When I got back to the station shop two teenage girls were standing there. One was Julie who had taken over behind the counter after Egil. The other girl, the customer, was standing with her back to me. Her head was bowed, she was waiting and gave no indication she was about to turn even though the door had opened. All the same I thought I recognised the Moe girl, the roofer’s daughter. Natalie. I saw her now and then with the boy racer gang outside. Where Julie was open, the bubbly type, as people say, there was something sensitive and at the same time something closed off about Natalie Moe’s expressionless face, as though she thought that any feelings she showed would be either mocked or ridiculed. That’s the age she was at. Although, surely she was at high school by now? Whatever, I had got the picture, picked up on the shame and had it confirmed when Julie greeted me at the same time as she nodded towards the shelf with the morning-after pills. Julie’s only seventeen, so she’s not allowed to sell tobacco and medicines.

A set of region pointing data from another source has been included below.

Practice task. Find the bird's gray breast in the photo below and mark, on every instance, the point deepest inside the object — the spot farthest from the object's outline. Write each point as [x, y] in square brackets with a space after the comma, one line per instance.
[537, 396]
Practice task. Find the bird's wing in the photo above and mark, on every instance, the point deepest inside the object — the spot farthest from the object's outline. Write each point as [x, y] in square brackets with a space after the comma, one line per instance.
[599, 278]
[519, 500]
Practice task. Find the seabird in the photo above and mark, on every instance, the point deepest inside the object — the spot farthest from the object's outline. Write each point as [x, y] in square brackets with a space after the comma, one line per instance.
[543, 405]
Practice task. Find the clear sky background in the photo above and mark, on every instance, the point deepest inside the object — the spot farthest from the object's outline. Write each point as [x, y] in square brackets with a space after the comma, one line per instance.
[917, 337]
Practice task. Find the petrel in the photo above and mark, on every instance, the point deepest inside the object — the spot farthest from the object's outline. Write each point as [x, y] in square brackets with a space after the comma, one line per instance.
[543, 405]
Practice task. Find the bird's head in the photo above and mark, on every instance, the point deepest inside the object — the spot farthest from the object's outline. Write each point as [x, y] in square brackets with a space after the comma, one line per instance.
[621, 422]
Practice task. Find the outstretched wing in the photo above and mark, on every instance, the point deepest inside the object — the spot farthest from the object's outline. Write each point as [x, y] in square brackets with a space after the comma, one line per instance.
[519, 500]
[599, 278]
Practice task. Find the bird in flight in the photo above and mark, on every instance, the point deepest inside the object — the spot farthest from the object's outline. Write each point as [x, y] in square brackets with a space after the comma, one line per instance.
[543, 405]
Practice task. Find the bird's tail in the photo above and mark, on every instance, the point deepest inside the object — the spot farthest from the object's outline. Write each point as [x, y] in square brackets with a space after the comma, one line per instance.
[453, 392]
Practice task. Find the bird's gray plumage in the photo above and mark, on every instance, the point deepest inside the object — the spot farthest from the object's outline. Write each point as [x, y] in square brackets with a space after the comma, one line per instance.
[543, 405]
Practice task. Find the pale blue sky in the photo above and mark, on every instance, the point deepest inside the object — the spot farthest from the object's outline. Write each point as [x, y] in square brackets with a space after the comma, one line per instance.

I stepped behind the counter, resolved to get the Moe girl’s embarrassment over as quickly as possible.

‘EllaOne?’ I asked and placed the little white box on the counter in front of her.

‘Uh?’ said Natalie Moe.

‘Your morning-after pill,’ said Julie mercilessly.

I entered it on the till with my own card, so that it would look as though some presumably responsible adult person had made the purchase. The Moe girl left.

‘She’s having it off with Trond-Bertil,’ said Julie and snapped her bubblegum. ‘He’s over thirty, got a wife and kids.’

‘She’s young then,’ I said.

‘Young for what?’ Julie looked at me. It was strange, she wasn’t a big girl, but everything about her seemed big. The curly hair, the hands, the heavy breasts beneath the broad shoulders. The mouth almost vulgar. And the eyes. Those enormous blue peepers that looked me straight in the eye. ‘To be having it off with someone over thirty?’

‘Young to be making sensible decisions all the time,’ I said. ‘Maybe she’ll learn.’

Julie snorted. ‘That’s not why it’s called a morning-after pill. And just because a girl is young doesn’t mean she doesn’t know what she wants.’

‘I’m sure you’re probably right about that.’

‘But when we put on an innocent face like that one there, then you men all think poor little girl. Just the way we want you to think.’ She laughed. ‘You’re so simple.’

I slipped on a pair of plastic gloves and began to butter some baguettes. ‘Is there a secret society?’ I asked.